Progressio’s Advocacy Manager, Tim Aldred, declared yesterday: “At a time when everyone is talking about cuts, we strongly welcome continued commitment to the world’s poor. As we deal with the aftermath of the fiscal crisis, we know that it is ordinary people in countries like Honduras and Malawi who are suffering most – and it’s vital they are not forgotten. In a globalised world, the UK’s actions - on finance, trade and aid - have profound impact around the world. Legislation would make it clear that aid for the poorest people is not an optional policy choice, but is about meeting fundamental responsibilities.”

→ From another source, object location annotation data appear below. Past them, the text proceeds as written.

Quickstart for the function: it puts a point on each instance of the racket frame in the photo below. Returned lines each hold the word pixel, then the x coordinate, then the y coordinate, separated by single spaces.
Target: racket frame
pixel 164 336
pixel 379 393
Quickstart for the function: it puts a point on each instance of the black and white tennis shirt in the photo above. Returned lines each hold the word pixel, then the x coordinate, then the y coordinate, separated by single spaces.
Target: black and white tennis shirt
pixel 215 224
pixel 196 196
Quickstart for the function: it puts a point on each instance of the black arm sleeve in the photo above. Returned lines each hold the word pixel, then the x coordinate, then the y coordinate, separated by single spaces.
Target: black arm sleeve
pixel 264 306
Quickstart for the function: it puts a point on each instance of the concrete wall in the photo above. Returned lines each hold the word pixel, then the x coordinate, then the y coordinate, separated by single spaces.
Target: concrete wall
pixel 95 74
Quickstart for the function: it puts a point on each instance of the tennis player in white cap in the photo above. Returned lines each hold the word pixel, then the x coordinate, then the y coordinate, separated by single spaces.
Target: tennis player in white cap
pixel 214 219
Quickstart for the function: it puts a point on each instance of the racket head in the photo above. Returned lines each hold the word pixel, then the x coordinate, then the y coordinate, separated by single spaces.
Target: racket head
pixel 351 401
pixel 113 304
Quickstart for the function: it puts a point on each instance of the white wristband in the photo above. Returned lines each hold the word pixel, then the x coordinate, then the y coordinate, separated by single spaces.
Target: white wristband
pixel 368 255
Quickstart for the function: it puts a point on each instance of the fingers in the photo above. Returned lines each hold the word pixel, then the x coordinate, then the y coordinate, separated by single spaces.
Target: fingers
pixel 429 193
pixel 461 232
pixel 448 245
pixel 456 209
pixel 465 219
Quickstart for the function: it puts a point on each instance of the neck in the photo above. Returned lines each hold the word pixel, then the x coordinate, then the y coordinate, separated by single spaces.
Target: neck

He continued: “However, we must head off any risk that this aid allocation could in future be "spun" as the new money which is so desperately needed to help poor communities adapt to the effects of climate change. Let’s be absolutely clear: money to help poor communities tackle changing weather patterns which are causing more frequent and extreme events such as drought and storms must be found outside the 0.7 per cent - to do otherwise would be to fail the world’s poor. Tackling climate change or poverty is not an option. We must do both."
The agency says that many poor people with whom Progressio works in 11 developing countries are already experiencing the devastating effects of climate change.
In Ecuador, one small-scale farmer recently told Progressio: “The seasons used to be much more regular but now everything has totally changed. You don’t know when it’s going to rain; it’s cold when it should be hot.” He added: “We are having to learn how to cope with the new climate – we must think ahead and make sure we are prepared.”
The organisation (formerly known as the Catholic Institute for International Relations) is calling for a global allocation of at least US$150 bilion (£94 billion) to help poor communities adapt to climate change in addition to overseas aid allocations as part of the platform of British Overseas NGOs for Development (BOND).